Есенин говорил о себе: что касается моей биографии, она – в моих стихах. Я не могу сказать этого о себе на все 100%, потому что мои стихи – это не моя точная биография, особенно в моих частушках, да еще и от мужского, а не от женского лица, а моя вторая реальность, которую я создаю, хотя она и основана на жизненном материале.
– Для вашего творчества характерны парадоксальные решения в стихах ли, в прозе ли. Вы всегда нацелены на совершенствование формы, которая и является, как я считаю, содержанием?
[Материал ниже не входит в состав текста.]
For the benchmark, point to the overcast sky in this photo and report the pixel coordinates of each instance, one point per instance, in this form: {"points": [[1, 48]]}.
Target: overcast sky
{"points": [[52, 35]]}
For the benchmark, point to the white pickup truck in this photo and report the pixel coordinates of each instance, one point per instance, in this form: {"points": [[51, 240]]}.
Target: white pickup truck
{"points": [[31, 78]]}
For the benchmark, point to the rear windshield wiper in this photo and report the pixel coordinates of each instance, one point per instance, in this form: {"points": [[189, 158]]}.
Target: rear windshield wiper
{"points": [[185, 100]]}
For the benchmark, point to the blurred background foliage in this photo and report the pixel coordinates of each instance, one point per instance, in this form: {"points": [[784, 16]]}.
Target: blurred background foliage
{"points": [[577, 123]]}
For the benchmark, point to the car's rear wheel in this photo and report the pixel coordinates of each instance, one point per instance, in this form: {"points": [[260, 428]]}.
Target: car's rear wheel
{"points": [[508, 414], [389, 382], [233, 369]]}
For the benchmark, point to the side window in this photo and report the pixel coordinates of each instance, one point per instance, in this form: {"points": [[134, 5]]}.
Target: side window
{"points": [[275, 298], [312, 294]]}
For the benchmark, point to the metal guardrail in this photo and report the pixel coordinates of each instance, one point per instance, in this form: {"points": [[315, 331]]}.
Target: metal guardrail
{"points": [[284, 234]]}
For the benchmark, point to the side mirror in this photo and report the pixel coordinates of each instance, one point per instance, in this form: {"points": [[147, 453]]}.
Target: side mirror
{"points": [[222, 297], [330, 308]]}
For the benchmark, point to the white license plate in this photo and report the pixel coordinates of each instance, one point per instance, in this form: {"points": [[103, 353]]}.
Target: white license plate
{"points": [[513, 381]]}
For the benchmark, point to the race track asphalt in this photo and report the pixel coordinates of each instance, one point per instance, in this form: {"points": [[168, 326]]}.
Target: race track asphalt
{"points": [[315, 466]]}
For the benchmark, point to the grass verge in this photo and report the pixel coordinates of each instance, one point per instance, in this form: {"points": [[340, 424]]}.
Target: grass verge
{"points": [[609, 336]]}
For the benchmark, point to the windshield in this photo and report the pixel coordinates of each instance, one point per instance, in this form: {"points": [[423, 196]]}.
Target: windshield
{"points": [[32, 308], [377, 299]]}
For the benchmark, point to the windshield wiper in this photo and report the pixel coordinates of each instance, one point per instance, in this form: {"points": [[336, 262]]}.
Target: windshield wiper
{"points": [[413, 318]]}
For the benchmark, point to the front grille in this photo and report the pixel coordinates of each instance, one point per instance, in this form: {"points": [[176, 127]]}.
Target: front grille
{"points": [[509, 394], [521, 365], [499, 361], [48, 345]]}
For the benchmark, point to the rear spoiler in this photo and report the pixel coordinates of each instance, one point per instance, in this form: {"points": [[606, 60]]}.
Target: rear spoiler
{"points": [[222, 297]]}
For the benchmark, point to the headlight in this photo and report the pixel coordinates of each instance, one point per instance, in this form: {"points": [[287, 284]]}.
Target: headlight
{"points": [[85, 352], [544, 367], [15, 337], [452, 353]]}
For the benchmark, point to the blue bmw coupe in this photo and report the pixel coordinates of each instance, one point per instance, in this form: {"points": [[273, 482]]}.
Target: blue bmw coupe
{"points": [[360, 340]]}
– Да, форма произведения и является его содержанием. И в удачных произведениях она – не «сосуд, в котором пустота», а «огонь, мерцающий в сосуде», по Заболоцкому. И даже не огонь, мерцающий в сосуде, если содержание сравнивать с огнем, а огонь и без всякого сосуда, сам по себе, который горит и принимает разные подвижные и причудливые формы. Гусиное перо, целое или слегка общипанное, – это форма или содержание? А слеза, большая или маленькая, мутная или прозрачная, каплевидная или круглая или размытая, которая катится по лицу, по щеке или по рубашке, сверху вниз, или по лбу и по полям шляпы, снизу вверх, если человек стоит на голове?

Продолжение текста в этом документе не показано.